Slowly, I peeled back the stained gauze. A bit of semi-dried blood pulled away with the bandage, sticking to it and stretching out into a gelatinous strand like drool from a dog. Teeth marks punctured the skin, surrounded by inflamed red flesh. My leg glistened with clear weeping fluid from the lacerations. Blood trickled out of the two deeper cuts, but they weren't as severe as I'd feared from how painful it was and the amount it'd been bleeding last night. The fabric of my jeans must have protected me from a lot of the puncture force. The amount of bruising concerned me, however. Along with the swelling, deep black and blue marks surrounded the bite.

I rewrapped the bandage a bit looser to accommodate the swollen flesh. A chill ran through my body, and cold sweat lined my brow. My mouth and tongue were dry cotton. I needed water.

I leaned back on my hands and rotated my body to shift my legs to the side of the couch, preparing to stand up. The voice drifted in from the kitchen again. Jeremey. Who was he talking to?

I placed weight on my good leg and carefully stood up. Balancing myself on the arm of the burgundy couch, I tested my other foot. I touched the toe to the floor first and slowly added pressure. As soon as I put my heel down, searing pain shot through my entire leg, and sweat dripped from my forehead. I shivered.

I worried there might be more damage than the cuts, perhaps deeper tissue bruising from the force of the jaws. I knew I should go to the hospital and get it checked out, for the risk of infection alone if nothing else, but for some reason I felt like I couldn't. There was no hospital in Millstone. The nearest hospital was in Hammonton which was a 30 minute drive away. Going to the hospital would be like putting a finger in your belly button and twisting until the left over bit of the umbilical cord unwound and your entire body unraveled into a bloody spiral of organs and intestines.

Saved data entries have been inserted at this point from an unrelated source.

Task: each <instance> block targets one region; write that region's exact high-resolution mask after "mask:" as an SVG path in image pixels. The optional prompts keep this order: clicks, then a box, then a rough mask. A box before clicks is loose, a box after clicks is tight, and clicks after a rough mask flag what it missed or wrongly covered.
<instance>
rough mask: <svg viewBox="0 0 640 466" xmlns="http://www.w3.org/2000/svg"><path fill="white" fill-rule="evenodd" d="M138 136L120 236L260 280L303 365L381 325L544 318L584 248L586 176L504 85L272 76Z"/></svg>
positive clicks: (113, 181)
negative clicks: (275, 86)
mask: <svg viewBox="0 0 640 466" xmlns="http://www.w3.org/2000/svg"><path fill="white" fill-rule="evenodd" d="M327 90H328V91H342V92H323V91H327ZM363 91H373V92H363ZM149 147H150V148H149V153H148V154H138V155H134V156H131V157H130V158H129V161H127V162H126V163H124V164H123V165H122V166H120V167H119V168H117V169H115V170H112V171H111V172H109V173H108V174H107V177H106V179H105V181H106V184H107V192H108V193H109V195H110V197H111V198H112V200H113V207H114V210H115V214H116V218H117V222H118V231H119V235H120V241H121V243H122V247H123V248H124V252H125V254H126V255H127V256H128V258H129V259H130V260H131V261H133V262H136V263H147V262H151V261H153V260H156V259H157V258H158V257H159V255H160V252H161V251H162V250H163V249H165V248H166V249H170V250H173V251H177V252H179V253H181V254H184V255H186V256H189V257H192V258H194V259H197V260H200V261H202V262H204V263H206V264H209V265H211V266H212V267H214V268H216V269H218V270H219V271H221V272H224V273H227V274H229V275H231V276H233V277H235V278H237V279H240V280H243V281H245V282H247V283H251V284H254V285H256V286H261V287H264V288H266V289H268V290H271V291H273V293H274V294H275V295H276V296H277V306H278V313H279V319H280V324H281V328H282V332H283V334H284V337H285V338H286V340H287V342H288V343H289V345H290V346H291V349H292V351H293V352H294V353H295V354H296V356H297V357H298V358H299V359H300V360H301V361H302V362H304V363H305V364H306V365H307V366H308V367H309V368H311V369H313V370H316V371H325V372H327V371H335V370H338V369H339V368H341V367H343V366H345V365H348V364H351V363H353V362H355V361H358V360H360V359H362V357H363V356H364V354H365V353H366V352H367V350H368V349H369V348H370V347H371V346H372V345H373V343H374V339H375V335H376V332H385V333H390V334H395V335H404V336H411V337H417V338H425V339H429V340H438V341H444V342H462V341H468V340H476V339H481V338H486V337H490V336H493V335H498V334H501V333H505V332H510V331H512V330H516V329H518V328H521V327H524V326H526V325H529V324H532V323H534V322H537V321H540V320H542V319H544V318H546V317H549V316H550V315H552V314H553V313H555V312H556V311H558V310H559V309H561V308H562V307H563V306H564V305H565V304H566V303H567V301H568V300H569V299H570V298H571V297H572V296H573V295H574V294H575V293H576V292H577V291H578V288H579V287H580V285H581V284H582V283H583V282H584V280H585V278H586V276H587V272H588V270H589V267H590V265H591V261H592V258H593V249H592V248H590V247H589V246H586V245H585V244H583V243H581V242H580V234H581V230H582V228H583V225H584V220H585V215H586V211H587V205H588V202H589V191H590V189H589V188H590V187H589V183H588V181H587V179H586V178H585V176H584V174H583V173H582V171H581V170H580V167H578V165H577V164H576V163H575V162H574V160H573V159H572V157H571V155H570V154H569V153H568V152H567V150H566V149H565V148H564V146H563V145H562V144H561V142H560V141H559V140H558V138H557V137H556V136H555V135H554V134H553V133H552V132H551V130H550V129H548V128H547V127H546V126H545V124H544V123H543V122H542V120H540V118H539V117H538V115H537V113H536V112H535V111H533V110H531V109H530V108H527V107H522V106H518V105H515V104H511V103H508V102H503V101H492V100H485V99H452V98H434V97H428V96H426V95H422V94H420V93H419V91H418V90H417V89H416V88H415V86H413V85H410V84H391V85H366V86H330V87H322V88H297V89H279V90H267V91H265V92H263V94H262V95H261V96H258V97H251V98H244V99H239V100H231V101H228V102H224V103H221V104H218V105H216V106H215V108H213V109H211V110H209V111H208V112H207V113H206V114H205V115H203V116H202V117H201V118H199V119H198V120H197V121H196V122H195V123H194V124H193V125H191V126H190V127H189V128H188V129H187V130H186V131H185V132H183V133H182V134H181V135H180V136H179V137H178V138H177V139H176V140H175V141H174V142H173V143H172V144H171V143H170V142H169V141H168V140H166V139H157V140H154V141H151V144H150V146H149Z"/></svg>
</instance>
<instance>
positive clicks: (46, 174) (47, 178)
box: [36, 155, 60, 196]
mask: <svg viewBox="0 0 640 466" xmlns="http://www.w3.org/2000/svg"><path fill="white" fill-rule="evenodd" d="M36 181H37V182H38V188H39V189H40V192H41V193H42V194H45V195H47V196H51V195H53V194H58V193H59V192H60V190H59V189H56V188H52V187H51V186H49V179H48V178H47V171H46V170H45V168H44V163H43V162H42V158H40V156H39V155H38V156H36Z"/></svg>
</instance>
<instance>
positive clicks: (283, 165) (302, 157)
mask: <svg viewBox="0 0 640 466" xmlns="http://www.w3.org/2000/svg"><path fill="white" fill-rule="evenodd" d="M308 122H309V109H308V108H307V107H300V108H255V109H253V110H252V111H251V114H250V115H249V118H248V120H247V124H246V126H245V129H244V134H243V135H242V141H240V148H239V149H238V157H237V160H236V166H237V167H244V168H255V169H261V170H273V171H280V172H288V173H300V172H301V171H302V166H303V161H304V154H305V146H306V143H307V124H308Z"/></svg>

The fear was inexplicable and irrational, but it was there all the same.

I couldn't go. I couldn't leave.

I needed water.

Careful not to place too much weight on my bad leg, I slowly limped into the kitchen.

Jeremey leaned with his back against the light blue laminate island countertop in the center of the room. His phone was pressed to his ear, and he was looking away from me, out the white-washed door that led to the dead backyard. All the grass had dried up over the winter, and since the groundhog had seen the shadow of a devil rather than his own on February second, winter had decided to go on indefinitely rather than last only another six weeks.

Everything in Millstone was dead.

"Cool," Jeremey said lowly into the phone. "Thanks man. I owe you." A pause. "Okay, Tuesday, got it."